A fixed-point combinator Y or just a combinator allows you to consider the definition of LIST as a valid member without free variables, therefore, without the need for abbreviations.

Then you can add / insert elements, for example 1 and 2, by doing:

 LIST = (\x.LIST (x 0)) 1 2 = = (*\x*.LIST (*x* 0)) *1* 2 = = (LIST (1 0)) 2 = 

But here we know the definition of a list, so we expand it:

  = (LIST (1 0)) 2 = = ((\y.\x.LIST (xy)) (1 0)) 2 = = ((*\y*.\x.LIST (x *y*)) *(1 0)*) 2 = = ( \x.LIST (x (1 0)) ) 2 = 

Now by inserting element 2 :

  = ( \x.LIST (x (1 0)) ) 2 = = ( *\x*.LIST (*x* (1 0)) ) *2* = = LIST (2 (1 0)) 

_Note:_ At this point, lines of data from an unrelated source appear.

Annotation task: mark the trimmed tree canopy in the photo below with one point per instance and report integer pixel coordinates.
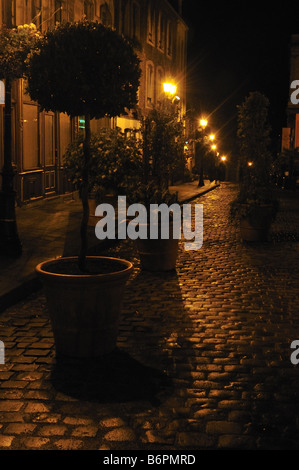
(84, 68)
(15, 47)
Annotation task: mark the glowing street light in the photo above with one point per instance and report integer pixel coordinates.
(169, 88)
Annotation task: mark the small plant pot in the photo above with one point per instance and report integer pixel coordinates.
(84, 308)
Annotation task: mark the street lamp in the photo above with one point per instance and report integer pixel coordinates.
(203, 123)
(169, 88)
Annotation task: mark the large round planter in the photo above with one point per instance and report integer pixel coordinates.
(84, 308)
(256, 227)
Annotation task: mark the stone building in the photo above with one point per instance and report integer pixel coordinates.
(40, 138)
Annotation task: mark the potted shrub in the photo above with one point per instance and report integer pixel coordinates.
(84, 69)
(16, 45)
(256, 204)
(115, 165)
(162, 153)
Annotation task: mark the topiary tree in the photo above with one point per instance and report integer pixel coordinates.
(254, 139)
(16, 45)
(255, 187)
(84, 69)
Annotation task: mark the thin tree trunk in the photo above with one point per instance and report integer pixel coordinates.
(84, 197)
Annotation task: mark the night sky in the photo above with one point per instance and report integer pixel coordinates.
(234, 48)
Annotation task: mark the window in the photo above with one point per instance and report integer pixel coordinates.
(161, 32)
(65, 133)
(49, 140)
(149, 84)
(136, 21)
(89, 9)
(105, 15)
(159, 83)
(58, 11)
(150, 25)
(169, 39)
(37, 12)
(30, 136)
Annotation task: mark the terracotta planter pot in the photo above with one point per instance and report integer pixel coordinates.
(84, 308)
(256, 227)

What can be expanded in case of a new insertion or simply left as is, due to the fact that LIST is a lambda member defined by a combinator.

Extension for future insertions:

  = LIST (2 (1 0)) = = (\y.\x.LIST (xy)) (2 (1 0)) = = (*\y*.\x.LIST (x *y*)) *(2 (1 0))* = = \x.LIST (x (2 (1 0))) = = ( \x.LIST (x (2 (1 0))) ) (new elements...) 

I am very glad that I was able to do this myself, but I am sure that there should be something good in defining a stack, heap or some more attractive structure. >

Trying to get an abstraction to insert / remove a stack - without a phased step:

 Y = \f.\y.\xf (xy) Y STACK 0 = \x.STACK (x 0) STACK = \x.STACK (x 0) 

To perform an operation on it, let's call an empty stack - allocation of a variable (:

 stack = \x.STACK (x 0) // Insertion -- PUSH STACK VALUE -> STACK PUSH = \s.\v.(sv) stack = PUSH stack 1 = = ( \s.\v.(sv) ) stack 1 = = ( \v.(stack v) ) 1 = = ( stack 1 ) = we already know the steps from here, which will give us: = \x.STACK (x (1 0)) stack = PUSH stack 2 = = ( \s.\v.(sv) ) stack 2 = = ( stack 2 ) = = \x.STACK x (2 (1 0)) stack = PUSH stack 3 = = ( \s.\v.(sv) ) stack 3 = = ( stack 3 ) = = \x.STACK x (3 (2 (1 0))) 

And again we will name this result so that we can put the elements:

 stack = \x.STACK x (3 (2 (1 0))) // Removal -- POP STACK -> STACK POP = \s.(\ys (y (\t.\bb))) stack = POP stack = = ( \s.(\ys y (\t.\bb)) ) stack = = \y.(stack (y (\t.\bb))) = but we know the exact expansion of "stack", so: = \y.((\x.STACK x (3 (2 (1 0))) ) (y (\t.\bb))) = = \y.STACK y (\t.\bb) (3 (2 (1 0))) = no problem if we rename y to x (: = \x.STACK x (\t.\bb) (3 (2 (1 0))) = = \x.STACK x (\t.\bb) (3 (2 (1 0))) = someone guide me here, if i'm wrong = \x.STACK x (\bb) (2 (1 0)) = = \x.STACK x (2) (1 0) = = \x.STACK x (2 (1 0)) 

For what, I hope, we have element 3 .

I tried to get it myself, so if there were no restrictions on the lambda calculus, I did not follow, please indicate this.